Using our example defaults, you may find that a 900 MB partition is too much to successfully process. If that is the case, you should reduce the skewedPartitionFactor value. By reducing this value to 4, the system then considers any partition over 800 MB as skewed and automatically assigns the appropriate skew hints.

Please review the AQE documentation on dynamically handling skew join (AWS | Azure | GCP) for more information.

Is the executor capable enough?

If data is equally distributed across all executors and you still see out of memory errors, the executor does not have enough resources to handle the load you are trying to run.

Increase horizontally by increasing the number of workers and/or increase vertically by selecting a Worker type with more memory when creating your clusters.

Is it a properly configured streaming job?

If there is no apparent data skew, but the executor is still getting too much data to process, you should use maxFilesPerTrigger and/or the trigger frequency settings to reduce the amount of data that is processed at any one time.

Reducing the load on the executors also helps reduce the memory requirement, at the expense of slightly higher latency.
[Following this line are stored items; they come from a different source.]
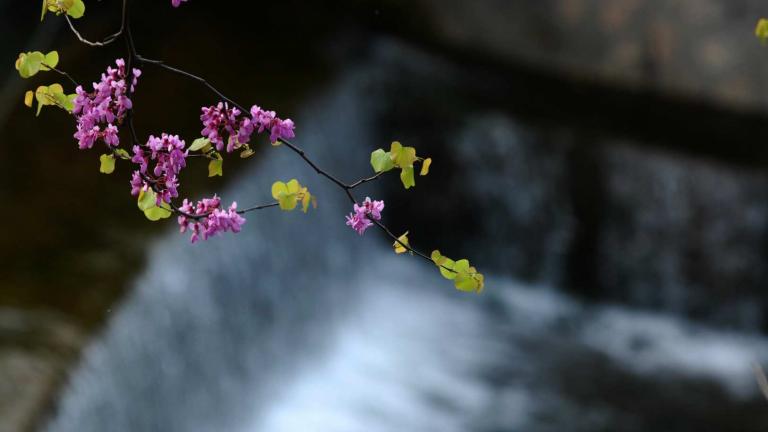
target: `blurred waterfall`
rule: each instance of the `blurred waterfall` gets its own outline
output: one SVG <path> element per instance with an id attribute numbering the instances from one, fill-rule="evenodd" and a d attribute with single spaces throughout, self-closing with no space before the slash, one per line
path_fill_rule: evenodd
<path id="1" fill-rule="evenodd" d="M 304 148 L 350 178 L 366 174 L 359 161 L 383 145 L 373 132 L 382 108 L 372 89 L 408 81 L 403 71 L 413 64 L 443 72 L 396 44 L 376 52 L 297 121 Z M 498 204 L 499 213 L 488 215 L 487 242 L 476 246 L 499 257 L 485 294 L 453 290 L 428 263 L 394 256 L 375 232 L 358 238 L 344 226 L 349 206 L 342 194 L 287 150 L 268 149 L 223 199 L 263 202 L 272 181 L 297 177 L 319 197 L 317 211 L 251 214 L 241 234 L 195 246 L 175 232 L 158 240 L 134 291 L 86 351 L 47 430 L 768 426 L 750 372 L 750 362 L 768 360 L 764 337 L 666 312 L 585 304 L 556 291 L 551 284 L 559 278 L 548 275 L 562 267 L 571 238 L 570 210 L 556 204 L 568 180 L 540 187 L 550 180 L 536 179 L 556 177 L 565 156 L 547 162 L 546 152 L 530 147 L 534 138 L 499 115 L 480 113 L 458 127 L 456 145 L 472 146 L 478 158 L 498 152 L 515 161 L 466 176 L 464 192 L 487 198 L 487 207 Z M 465 158 L 470 168 L 480 160 L 472 157 Z M 380 196 L 381 187 L 364 192 Z M 532 265 L 542 266 L 544 283 L 503 276 L 509 251 L 525 255 L 510 237 L 542 226 L 549 228 L 535 234 L 543 258 Z"/>

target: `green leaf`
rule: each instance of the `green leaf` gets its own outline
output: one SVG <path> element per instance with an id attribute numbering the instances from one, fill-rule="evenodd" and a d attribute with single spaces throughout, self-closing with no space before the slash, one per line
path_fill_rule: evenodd
<path id="1" fill-rule="evenodd" d="M 48 67 L 56 67 L 59 64 L 59 53 L 56 51 L 49 52 L 45 55 L 43 63 L 45 64 L 42 66 L 42 70 L 48 70 Z"/>
<path id="2" fill-rule="evenodd" d="M 46 105 L 58 105 L 67 109 L 69 99 L 64 95 L 64 88 L 61 84 L 51 84 L 49 86 L 40 86 L 35 90 L 35 99 L 37 99 L 37 115 Z"/>
<path id="3" fill-rule="evenodd" d="M 144 210 L 144 216 L 152 222 L 171 217 L 171 214 L 171 208 L 167 203 L 163 203 L 160 207 L 152 206 Z"/>
<path id="4" fill-rule="evenodd" d="M 301 201 L 301 209 L 304 213 L 307 212 L 310 204 L 313 207 L 317 207 L 315 197 L 296 179 L 291 179 L 288 183 L 281 181 L 272 183 L 272 198 L 276 199 L 280 209 L 285 211 L 295 209 L 299 201 Z"/>
<path id="5" fill-rule="evenodd" d="M 766 41 L 768 41 L 768 20 L 765 18 L 760 18 L 759 21 L 757 21 L 757 26 L 755 26 L 755 36 L 760 40 L 762 44 L 765 44 Z"/>
<path id="6" fill-rule="evenodd" d="M 40 51 L 21 53 L 16 59 L 16 69 L 22 78 L 29 78 L 40 72 L 44 60 L 45 56 Z"/>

In exchange for the increase in latency, the streaming job processed streaming events in a more controlled manner. A steady flow of events is reliably processed with every micro batch.

Please review the Optimize streaming transactions with .trigger article for more information. You should also review the Spark Structured Streaming Programming Guide documentation on input sources and triggers

If you want to increase the speed of the processing, you need to increase the number of executors in your cluster. You can also repartition the input streaming DataFrame, so the number of tasks is less than or equal to the number of cores in the cluster.